Okay subjektiv betrachtet ist dein Anstoß richtig. Du hast recht. Einen weiblichen Lehrer gibt es schon nicht mehr. Frau Lehrer habe ich auch nie in der Schule verwendet. Frau Lehrerin schon und Herr Lehrer auch, aber was ist mit den androgynen, diversen Lehrenden? Die fühlen sich doch bestimmt auch diskriminiert, wenn dieser Mensch als Sie oder Er tituliert wird.
Auch den historischer Bezug zu der genannten Frauendiskussion habe ich hinreichend dargelegt, dass Frauen sehr wohl schon im 18-19 Jahrhundert an die Unis durften und auch Lehrstühle inne hatten. Da waren wir aufgeklärt und fortschrittlich. In der historischen Lohnbetrachtung hinken wir im Westen tatsächlich hinterher, weil wir erst in den 50ern und 60ern dieses ganze "der Mann ist der Ernährer"-Konzept hinter uns gelassen haben. Die Folge war aber nicht wie im Osten (propagiert) die gleiche Entlohnung der Frau. Das ist das Problem und das hat in meinen Augen nichts damit zu tun, dass meine Mutter zum Beispiel in den 70ern eine Ausbildung zum Einzelhandelskaufmann gemacht hat, sondern dass Männer in der Leitung von Firmen sitzen, die die Frauen mit geringerem Entgelt abspeisen, und es immer noch Frauen gibt, die sich das gefallen lassen.
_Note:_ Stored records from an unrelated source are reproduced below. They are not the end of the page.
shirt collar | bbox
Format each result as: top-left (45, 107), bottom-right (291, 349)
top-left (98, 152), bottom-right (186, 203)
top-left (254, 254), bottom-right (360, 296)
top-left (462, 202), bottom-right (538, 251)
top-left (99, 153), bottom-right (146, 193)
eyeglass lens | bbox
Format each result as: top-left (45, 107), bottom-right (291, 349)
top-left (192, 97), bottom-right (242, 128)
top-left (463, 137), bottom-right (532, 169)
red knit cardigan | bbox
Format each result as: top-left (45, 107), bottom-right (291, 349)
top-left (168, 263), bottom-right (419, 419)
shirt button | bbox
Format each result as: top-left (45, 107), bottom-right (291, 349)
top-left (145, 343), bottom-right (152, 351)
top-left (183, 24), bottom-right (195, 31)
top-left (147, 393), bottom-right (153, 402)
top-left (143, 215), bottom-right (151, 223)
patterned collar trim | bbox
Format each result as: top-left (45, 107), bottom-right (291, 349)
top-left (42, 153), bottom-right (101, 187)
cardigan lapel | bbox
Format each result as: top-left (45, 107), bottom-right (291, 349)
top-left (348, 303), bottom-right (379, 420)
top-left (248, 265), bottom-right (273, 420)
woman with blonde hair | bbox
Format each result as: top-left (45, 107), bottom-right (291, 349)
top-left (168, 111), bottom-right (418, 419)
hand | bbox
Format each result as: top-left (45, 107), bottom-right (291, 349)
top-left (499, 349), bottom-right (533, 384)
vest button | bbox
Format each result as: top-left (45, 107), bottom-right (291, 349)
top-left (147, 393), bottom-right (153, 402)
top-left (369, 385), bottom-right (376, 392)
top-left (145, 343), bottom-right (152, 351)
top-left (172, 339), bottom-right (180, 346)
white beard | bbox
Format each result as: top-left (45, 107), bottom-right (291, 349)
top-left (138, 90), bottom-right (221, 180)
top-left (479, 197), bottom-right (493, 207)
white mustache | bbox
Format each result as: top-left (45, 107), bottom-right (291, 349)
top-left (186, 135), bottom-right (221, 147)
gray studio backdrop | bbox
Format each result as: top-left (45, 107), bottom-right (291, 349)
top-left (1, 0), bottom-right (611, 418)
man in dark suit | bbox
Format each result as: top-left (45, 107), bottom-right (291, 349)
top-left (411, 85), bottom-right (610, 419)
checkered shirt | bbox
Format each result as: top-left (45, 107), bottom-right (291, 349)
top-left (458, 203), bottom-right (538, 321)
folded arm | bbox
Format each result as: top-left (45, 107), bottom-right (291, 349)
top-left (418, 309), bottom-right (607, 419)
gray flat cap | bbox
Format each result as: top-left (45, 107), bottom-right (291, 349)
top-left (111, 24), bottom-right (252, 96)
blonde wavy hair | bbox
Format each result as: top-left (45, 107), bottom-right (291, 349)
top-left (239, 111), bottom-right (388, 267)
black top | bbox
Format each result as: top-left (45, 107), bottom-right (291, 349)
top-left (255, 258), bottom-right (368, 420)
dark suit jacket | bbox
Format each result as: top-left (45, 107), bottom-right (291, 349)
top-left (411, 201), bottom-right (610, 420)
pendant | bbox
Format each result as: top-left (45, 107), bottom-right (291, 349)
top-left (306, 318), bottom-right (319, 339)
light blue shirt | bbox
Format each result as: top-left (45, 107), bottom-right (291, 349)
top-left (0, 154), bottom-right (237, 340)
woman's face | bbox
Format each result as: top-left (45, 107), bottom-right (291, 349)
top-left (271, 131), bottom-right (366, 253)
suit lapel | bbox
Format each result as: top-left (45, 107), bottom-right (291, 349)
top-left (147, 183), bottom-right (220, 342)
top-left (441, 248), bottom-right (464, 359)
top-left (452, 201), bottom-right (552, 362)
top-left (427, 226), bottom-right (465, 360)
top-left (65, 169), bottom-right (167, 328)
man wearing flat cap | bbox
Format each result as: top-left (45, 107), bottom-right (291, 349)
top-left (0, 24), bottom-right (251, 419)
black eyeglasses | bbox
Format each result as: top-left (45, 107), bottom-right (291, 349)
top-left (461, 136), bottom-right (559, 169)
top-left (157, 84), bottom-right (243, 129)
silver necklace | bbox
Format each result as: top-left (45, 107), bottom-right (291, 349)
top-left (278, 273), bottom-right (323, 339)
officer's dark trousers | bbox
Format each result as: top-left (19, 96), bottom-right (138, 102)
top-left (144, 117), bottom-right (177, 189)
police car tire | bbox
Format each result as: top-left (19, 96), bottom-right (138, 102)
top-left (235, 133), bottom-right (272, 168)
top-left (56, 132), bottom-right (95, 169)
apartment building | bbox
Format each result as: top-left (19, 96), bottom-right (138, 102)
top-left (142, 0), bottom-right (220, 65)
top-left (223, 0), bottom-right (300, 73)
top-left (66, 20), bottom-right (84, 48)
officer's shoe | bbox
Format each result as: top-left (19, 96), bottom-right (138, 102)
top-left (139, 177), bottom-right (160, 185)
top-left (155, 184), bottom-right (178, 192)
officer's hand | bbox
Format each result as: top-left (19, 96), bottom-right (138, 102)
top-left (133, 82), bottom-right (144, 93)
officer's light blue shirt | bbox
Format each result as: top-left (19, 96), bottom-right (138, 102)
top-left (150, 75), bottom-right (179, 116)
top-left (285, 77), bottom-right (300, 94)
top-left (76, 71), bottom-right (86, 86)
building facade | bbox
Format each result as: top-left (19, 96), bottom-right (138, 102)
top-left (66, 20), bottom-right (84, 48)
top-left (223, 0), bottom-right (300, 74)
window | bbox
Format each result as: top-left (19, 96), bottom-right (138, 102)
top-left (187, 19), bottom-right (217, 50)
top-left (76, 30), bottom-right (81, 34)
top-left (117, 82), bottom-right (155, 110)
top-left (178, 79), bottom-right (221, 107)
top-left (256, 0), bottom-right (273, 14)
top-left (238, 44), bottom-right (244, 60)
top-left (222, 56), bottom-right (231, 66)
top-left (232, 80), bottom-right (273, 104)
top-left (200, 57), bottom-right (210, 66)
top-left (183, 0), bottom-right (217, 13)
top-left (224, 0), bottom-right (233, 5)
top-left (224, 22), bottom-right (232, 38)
Damit will ich nicht die Diskussion in die Richtung gelenkt haben, dass die Diskriminierten selber schuld sind, die Sprache ist in meinen Augen ein geringer Aspekt des Ganzen. Für dich hat er eine größere Bedeutung und da kann man dann die Meinungen so stehen lassen.
Schön, dass man doch Diskutieren kann.
Ich will nicht sagen, dass es eine "größere" Bedeutung hat. Wenn man es mit direkten Ansprachen (wie deiner Frau) oder gar Taten vergleicht, dann ist Diskriminierung im alltäglichen Sprachgebrauch vielleicht wirklich untergeordnet.
Aber da Sie einem allgegenwärtig begegnet ist sie von der Wichtigkeit aber nicht einfach hinten anzustellen. Und darum geht es ja. Gegen jedwede Art einer diskriminierenden Tat gibt es Gesetze (wie stark diese verfolgt werden soll jetzt nicht zur Diskussion stehen, aber es gibt sie). Da ist es dann ja kontraproduktiv, wenn man parallel in Gesetzen sprachlich diskriminiert - auch wenn dies sicher im Vergleich nicht so schlimm ist wie eine Gewalttat.
Man stelle sich nur mal einen Augenblick lang vor im GG stünde: Die Würde des Bürgers/des Einwohners/des Mannes (wie auch immer man das ausdrückt aber eben in der männlichen Form) ist unantastbar.